A cursory appraisal eliminates one-third of the applications from
any further consideration, and it selects the remaining two-thirds
for competitive peer review. CSR sends each application to a Study
Section it deems best suited to evaluate it. Peers in Molecular
Oncogenesis, Cognitive Neuroscience, Cell Structure and Function,
Hematopoiesis, HIV/AIDS Vaccine, and 167 other Study Sections review
grant applications. Each Study Section has 12-24 members who are
recognized experts in that particular field. Members meet three
times a year to review 25-100 grants at each meeting. Two members
read an application and then discuss it with the other section members
who collectively give it a priority score and percentile ranking
(relative to the priority scores they assign to other applications).

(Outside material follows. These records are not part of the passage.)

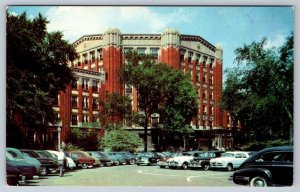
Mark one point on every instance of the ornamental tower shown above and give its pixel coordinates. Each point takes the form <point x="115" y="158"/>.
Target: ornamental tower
<point x="170" y="41"/>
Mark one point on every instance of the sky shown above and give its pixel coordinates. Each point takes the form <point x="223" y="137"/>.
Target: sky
<point x="230" y="26"/>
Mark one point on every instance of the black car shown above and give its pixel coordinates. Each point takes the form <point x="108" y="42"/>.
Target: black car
<point x="268" y="167"/>
<point x="202" y="161"/>
<point x="148" y="158"/>
<point x="47" y="164"/>
<point x="104" y="159"/>
<point x="13" y="175"/>
<point x="28" y="170"/>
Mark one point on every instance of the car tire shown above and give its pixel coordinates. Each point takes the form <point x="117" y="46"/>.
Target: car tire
<point x="131" y="162"/>
<point x="185" y="166"/>
<point x="206" y="167"/>
<point x="84" y="166"/>
<point x="229" y="167"/>
<point x="258" y="182"/>
<point x="44" y="171"/>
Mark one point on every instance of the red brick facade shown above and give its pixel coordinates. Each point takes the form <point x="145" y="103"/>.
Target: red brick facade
<point x="101" y="57"/>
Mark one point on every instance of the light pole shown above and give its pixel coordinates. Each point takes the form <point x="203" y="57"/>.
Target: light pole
<point x="58" y="136"/>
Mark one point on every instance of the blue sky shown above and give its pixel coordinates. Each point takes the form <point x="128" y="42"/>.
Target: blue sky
<point x="230" y="26"/>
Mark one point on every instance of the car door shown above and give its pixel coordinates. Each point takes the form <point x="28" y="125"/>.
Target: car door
<point x="282" y="168"/>
<point x="239" y="158"/>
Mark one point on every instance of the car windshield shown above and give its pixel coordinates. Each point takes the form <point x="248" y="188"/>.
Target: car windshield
<point x="9" y="157"/>
<point x="227" y="155"/>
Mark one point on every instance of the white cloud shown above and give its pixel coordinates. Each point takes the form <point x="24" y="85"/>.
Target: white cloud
<point x="76" y="21"/>
<point x="275" y="42"/>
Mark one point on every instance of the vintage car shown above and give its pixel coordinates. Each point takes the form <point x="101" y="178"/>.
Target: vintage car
<point x="182" y="161"/>
<point x="46" y="154"/>
<point x="229" y="160"/>
<point x="68" y="162"/>
<point x="148" y="158"/>
<point x="129" y="158"/>
<point x="82" y="159"/>
<point x="13" y="175"/>
<point x="165" y="161"/>
<point x="269" y="167"/>
<point x="104" y="159"/>
<point x="202" y="162"/>
<point x="27" y="169"/>
<point x="18" y="156"/>
<point x="115" y="159"/>
<point x="97" y="160"/>
<point x="47" y="164"/>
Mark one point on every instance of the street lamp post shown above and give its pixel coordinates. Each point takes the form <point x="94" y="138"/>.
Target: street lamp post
<point x="58" y="131"/>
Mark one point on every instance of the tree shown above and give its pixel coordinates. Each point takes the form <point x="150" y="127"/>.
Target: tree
<point x="120" y="140"/>
<point x="36" y="71"/>
<point x="259" y="91"/>
<point x="161" y="89"/>
<point x="117" y="106"/>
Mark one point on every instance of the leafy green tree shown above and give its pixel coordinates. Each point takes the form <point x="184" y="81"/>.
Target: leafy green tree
<point x="259" y="91"/>
<point x="36" y="71"/>
<point x="116" y="108"/>
<point x="161" y="89"/>
<point x="120" y="140"/>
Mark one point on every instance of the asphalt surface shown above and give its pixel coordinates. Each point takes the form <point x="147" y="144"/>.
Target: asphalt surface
<point x="133" y="175"/>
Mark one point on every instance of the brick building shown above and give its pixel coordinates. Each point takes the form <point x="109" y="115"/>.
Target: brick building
<point x="96" y="72"/>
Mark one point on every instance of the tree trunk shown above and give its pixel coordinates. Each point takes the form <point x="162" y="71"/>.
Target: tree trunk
<point x="146" y="134"/>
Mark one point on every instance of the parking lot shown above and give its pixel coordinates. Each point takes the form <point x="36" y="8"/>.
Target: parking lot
<point x="133" y="175"/>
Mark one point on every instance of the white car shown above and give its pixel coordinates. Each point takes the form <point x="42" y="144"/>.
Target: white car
<point x="229" y="160"/>
<point x="70" y="163"/>
<point x="183" y="160"/>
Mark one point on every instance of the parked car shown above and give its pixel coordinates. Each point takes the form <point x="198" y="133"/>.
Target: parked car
<point x="229" y="160"/>
<point x="114" y="159"/>
<point x="268" y="167"/>
<point x="165" y="161"/>
<point x="182" y="161"/>
<point x="61" y="157"/>
<point x="104" y="159"/>
<point x="46" y="154"/>
<point x="27" y="169"/>
<point x="202" y="162"/>
<point x="82" y="159"/>
<point x="14" y="175"/>
<point x="118" y="157"/>
<point x="147" y="158"/>
<point x="97" y="160"/>
<point x="19" y="157"/>
<point x="129" y="158"/>
<point x="47" y="164"/>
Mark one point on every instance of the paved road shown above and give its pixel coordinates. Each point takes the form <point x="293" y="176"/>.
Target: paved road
<point x="133" y="175"/>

An advisory council then makes funding decisions on the basis of
the Study Section’s findings, "taking into consideration the
[specific NIH] institute or center’s scientific goals and public
health needs" (Scarpa, 2006). CSR’s slogan is "Advancing
Health through Peer Review."
With a budget
of $28 billion, the director of NIH reports that it currently funds
22 percent of all the grant applications it reviews (Zerhouni, 2006).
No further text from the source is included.